Thursday, May 31, 2018


Children love to tattle, especially on their siblings. To every mom’s dismay, it’s hard for children to discern when tattling is necessary. I recently read MILES MCHALE, TATTLETALE by Christianne Jones, art by Elina Ellis.

Miles Mchale is a frequent tattletale at home and at school. The teacher can’t take it anymore and holds a contest. Whichever team tattles the least for one week, wins a prize. With the help of a pledge, the children learn when it is okay to tattle. But, even with the pledge, Miles doesn’t understand when to tell and when to keep silent. Not only is he causing his team to lose, his friends are upset with him. He decides no more tattling. When his sister takes a cookie and gets hurt, he needs to decide is this a tattle or telling moment. And has he learned the difference in time for his team to win?

I think this book is an excellent teaching tool, the explanations are kid friendly, the pledge is easy for kids to understand and remember, the characters are animals with personality and the kids will enjoy the tattling situations.
At the other end of the spectrum, there are children who are quiet and shy. This can cause parental angst.

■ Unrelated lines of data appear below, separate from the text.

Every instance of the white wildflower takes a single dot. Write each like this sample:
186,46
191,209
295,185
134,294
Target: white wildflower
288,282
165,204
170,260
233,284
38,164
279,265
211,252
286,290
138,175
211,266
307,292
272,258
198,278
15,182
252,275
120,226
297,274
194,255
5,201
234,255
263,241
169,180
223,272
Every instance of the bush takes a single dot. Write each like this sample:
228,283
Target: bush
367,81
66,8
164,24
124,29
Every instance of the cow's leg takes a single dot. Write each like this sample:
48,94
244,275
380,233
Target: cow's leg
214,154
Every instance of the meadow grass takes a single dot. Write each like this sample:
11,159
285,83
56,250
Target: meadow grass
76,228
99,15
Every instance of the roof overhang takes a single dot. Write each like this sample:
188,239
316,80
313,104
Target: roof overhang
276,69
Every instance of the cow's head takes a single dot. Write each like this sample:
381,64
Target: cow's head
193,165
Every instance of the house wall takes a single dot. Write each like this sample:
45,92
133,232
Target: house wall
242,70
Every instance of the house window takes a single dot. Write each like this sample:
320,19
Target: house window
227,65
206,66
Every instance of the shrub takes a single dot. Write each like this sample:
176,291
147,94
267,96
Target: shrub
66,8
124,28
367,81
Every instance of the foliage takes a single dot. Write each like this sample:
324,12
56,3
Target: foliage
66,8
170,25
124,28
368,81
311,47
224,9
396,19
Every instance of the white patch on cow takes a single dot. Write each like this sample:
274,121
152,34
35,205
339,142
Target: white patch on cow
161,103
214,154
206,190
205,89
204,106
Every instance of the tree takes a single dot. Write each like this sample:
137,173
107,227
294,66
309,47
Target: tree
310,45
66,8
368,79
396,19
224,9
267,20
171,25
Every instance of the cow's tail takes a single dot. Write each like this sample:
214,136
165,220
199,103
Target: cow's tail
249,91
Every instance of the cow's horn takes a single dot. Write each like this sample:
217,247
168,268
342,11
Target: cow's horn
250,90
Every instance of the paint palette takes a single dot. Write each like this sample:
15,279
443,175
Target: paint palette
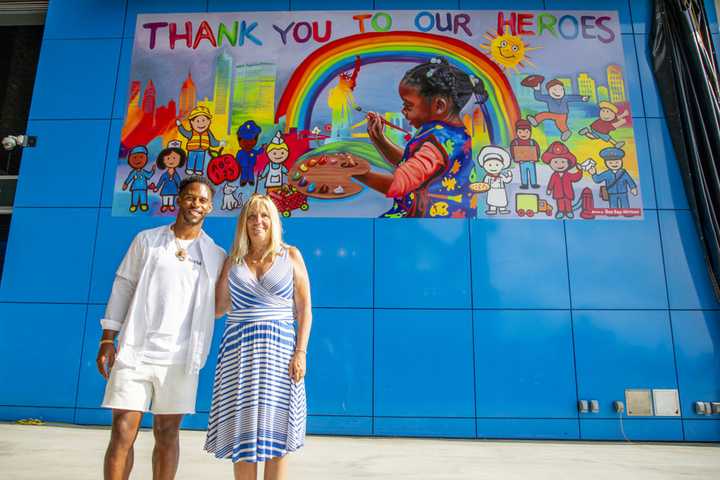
328,175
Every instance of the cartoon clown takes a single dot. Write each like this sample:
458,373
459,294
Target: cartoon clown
560,186
496,161
275,173
246,157
137,179
200,139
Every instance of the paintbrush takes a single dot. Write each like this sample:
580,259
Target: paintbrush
408,135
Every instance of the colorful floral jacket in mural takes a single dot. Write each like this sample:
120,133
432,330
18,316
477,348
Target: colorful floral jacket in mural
444,192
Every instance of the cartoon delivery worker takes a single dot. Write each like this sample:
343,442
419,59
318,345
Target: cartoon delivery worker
137,179
246,157
617,180
609,120
170,159
275,173
495,161
560,186
526,152
200,139
557,103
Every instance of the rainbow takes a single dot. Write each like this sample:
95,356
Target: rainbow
325,64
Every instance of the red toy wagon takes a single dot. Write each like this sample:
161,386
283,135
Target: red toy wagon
288,199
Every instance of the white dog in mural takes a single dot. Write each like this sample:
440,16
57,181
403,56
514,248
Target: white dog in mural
229,200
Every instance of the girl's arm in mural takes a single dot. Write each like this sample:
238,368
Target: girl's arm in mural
376,131
377,181
409,176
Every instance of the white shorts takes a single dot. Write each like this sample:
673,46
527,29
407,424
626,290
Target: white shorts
160,389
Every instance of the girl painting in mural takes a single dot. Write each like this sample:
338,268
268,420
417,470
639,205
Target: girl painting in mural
432,173
170,159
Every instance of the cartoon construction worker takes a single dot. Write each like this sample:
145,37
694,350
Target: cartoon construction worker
495,161
557,102
275,173
248,134
609,120
200,139
617,180
137,179
560,186
526,152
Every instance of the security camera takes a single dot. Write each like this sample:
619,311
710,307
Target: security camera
12,141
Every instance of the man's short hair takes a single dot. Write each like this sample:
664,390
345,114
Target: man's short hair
196,179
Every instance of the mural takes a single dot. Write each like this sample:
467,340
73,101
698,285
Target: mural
461,114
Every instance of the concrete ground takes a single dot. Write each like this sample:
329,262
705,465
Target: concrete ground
73,452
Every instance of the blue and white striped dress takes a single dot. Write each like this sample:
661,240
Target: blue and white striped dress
257,411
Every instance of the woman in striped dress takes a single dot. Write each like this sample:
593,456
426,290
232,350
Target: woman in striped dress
258,408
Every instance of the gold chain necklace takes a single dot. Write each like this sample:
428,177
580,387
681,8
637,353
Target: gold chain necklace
181,253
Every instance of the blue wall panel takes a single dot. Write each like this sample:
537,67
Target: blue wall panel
91,386
423,363
207,374
543,428
28,276
619,350
519,265
633,429
69,176
616,265
122,89
110,163
430,271
114,236
369,369
702,430
651,97
697,336
85,19
339,425
645,165
425,427
338,254
340,358
688,278
46,414
48,377
75,79
668,182
538,378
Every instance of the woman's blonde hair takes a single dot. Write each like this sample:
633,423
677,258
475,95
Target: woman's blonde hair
241,243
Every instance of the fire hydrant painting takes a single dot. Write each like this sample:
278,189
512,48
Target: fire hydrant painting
424,114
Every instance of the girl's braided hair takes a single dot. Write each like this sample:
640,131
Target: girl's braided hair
438,78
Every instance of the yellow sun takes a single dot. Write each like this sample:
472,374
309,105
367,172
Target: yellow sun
509,51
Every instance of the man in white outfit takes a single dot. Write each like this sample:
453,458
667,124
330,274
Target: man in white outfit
161,312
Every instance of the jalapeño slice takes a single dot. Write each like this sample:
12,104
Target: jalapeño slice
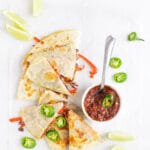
61,122
53,135
28,142
115,62
47,111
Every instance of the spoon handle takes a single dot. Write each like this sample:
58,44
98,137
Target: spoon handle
109,44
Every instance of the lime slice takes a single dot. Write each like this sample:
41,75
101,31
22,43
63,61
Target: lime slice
37,7
120,136
116,147
16,20
18,34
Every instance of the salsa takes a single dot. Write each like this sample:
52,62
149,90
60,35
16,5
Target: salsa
102,106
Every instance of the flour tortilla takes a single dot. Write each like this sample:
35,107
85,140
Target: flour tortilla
42,74
35,122
62,143
81,135
59,48
27,90
49,96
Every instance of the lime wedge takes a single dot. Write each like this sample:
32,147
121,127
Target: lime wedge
120,136
116,147
37,7
18,34
16,20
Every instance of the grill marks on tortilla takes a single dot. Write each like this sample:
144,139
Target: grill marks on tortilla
81,135
63,141
39,69
59,49
35,122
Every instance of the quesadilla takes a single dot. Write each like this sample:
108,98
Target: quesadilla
42,74
58,137
49,96
60,50
81,135
27,90
35,121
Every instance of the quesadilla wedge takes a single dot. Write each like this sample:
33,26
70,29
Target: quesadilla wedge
57,138
37,119
81,135
60,49
49,96
27,90
42,74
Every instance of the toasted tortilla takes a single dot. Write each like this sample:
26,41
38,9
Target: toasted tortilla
42,74
59,48
62,143
35,122
81,135
27,90
49,96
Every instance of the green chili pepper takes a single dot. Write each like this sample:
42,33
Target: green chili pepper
133,37
61,122
108,101
120,77
53,135
47,111
28,142
115,62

FUCHSIA FIERCE by Christianne Jones, illustrated by Kelly Canby is a story about a fearful child who prefers living in the shadows.

Fuchsia Fierce is not a bold child, but quiet, shy, tiny and timid. Her parents send her to Confidence Camp, but she makes up excuses why she can’t participate in swimming or climbing a wall or telling a story.  Fuchsia finds camp boring while the other kids are having fun. At the next activity she decides to join in. Her friends are supportive, and she feels emboldened to try new things. She tells her parents what she has discovered about herself, things that she is good at and things she needs to work on. She is still quiet, shy, tiny and timid, but learns she can be brave, strong and fearless. And learns being tiny is not a bad thing and even has its advantages.

I think this is a wonderful book for the shy child. I also like the subtle lesson for the parents. For example, when Fuchsia refuses to participate in climbing a wall, she is given the responsibility of helping with the equipment. With each activity that she refuses to do, she is given a task related to that activity. The child doesn’t feel left out or different or ostracized. She learns she can still participate while gaining confidence. Love that!